The ship under suspicion of causing the damage, a vessel called the Eagle S flying the flag of the Cook Islands, is believed to be part of Russia’s so-called shadow fleet, used for transporting Russian oil products subject to embargos after the 2022 invasion of Ukraine.

“Our current understanding is that the drag mark in question is that of the anchor of the Eagle S,” the police chief investigator, Sami Paila, said on Sunday. “We have been able to clarify this matter through underwater research,” he told the Finnish national broadcaster Yle.

The apparent act of sabotage damaged the Estlink 2 electricity cable connecting Finland and Estonia. The cable will take months to repair, which could lead to increased electricity prices in Estonia over the winter. It is the latest in a series of suspicious incidents involving damage to underwater power and communications cables.

Paila said the “question of intent is a completely essential issue” and would be clarified during the investigation.

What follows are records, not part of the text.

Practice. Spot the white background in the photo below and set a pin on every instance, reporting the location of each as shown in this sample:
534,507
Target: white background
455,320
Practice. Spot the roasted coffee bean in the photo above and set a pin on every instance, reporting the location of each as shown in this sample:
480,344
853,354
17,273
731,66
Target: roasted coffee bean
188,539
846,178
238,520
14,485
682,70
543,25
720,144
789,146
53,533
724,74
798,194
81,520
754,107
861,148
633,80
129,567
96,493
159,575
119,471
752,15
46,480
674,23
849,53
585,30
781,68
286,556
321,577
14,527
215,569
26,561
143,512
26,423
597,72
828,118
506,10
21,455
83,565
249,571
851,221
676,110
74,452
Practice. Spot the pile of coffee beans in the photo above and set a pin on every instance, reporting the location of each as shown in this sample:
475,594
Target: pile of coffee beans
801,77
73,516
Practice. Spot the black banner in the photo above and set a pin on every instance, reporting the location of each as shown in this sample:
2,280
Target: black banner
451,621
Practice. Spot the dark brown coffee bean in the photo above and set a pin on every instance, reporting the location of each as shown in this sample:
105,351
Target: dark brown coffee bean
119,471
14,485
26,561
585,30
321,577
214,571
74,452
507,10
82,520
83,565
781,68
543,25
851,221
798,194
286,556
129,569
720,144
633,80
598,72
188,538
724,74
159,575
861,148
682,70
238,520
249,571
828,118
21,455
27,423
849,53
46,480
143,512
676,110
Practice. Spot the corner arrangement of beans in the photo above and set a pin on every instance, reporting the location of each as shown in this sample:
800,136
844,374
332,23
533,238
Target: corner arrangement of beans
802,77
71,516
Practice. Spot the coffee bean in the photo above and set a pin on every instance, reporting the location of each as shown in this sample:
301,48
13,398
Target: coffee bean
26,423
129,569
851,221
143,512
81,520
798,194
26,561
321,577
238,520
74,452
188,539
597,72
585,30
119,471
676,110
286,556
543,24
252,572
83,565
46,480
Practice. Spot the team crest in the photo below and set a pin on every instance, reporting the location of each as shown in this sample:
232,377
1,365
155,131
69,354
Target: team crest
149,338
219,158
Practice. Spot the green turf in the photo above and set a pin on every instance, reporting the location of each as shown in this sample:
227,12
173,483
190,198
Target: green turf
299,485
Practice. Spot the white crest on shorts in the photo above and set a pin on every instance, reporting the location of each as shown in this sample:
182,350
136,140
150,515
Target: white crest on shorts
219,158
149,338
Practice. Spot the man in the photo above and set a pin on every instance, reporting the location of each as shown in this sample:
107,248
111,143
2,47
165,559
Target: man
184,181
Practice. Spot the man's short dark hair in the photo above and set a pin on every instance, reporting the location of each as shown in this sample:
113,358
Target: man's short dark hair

However, a senior Estonian official said there was little doubt that the two countries were dealing with a deliberate attack.

“If you’re dragging an anchor, it can’t be that you don’t notice it, because the ship would go off course. It’s clearly not possible,” the official told the Guardian.

The Estonian official admitted it was “not easy to prove” who was behind the attack, though suspicion naturally falls on Russia, which has been conducting a campaign of sabotage against Nato countries over the past two years.

The crew of the Eagle S was made up of Georgian and Indian nationals, Finnish media reported, but the ship had recently docked in Russia and was believed to be carrying Russian oil products.

The Estonian official said that when the alarm came on Christmas Day, Finland and Estonia sent ships to the area but the Estonian vessel could not cope with the stormy seas, so the Finns took the lead. “It took a couple of hours to clarify exactly which ship was to blame, and during that time [the Eagle S] cut two communication lines as well,” said the official.

However, the ship was stopped before there was any damage to Estlink 1, a second electricity cable linking Finland and Estonia. Tallinn has launched a naval and special forces operation to protect the remaining pipeline.

The apparent sabotage comes as Estonia plans to decouple its power grid from the old Soviet network this coming spring and unite with a central European network instead. The official said these plans would go ahead but the damage to the cable would probably prove costly, citing incurred losses when the same cable was put out of action a year ago in an act not linked to sabotage.

“It was a 10% increase in cost during the months it took to repair. Altogether, Estonians paid €90m more due to that. So it’s not peanuts,” the official said.

Last month two fibre-optic cables were damaged in waters between Sweden and Denmark in an apparent act of sabotage by a Chinese ship. Repeated incidents in the Baltic Sea led the Nato secretary general, Mark Rutte, to announce on Friday that the alliance would increase its military presence in the sea.

The Estonian official said Tallinn’s own military operation would focus on monitoring the heavy traffic in the Baltic and providing a speedy response to threats. “We try to identify suspicious ships, or if we see that the anchor is in the water we will do everything to stop this ship before it reaches the cable,” the official said.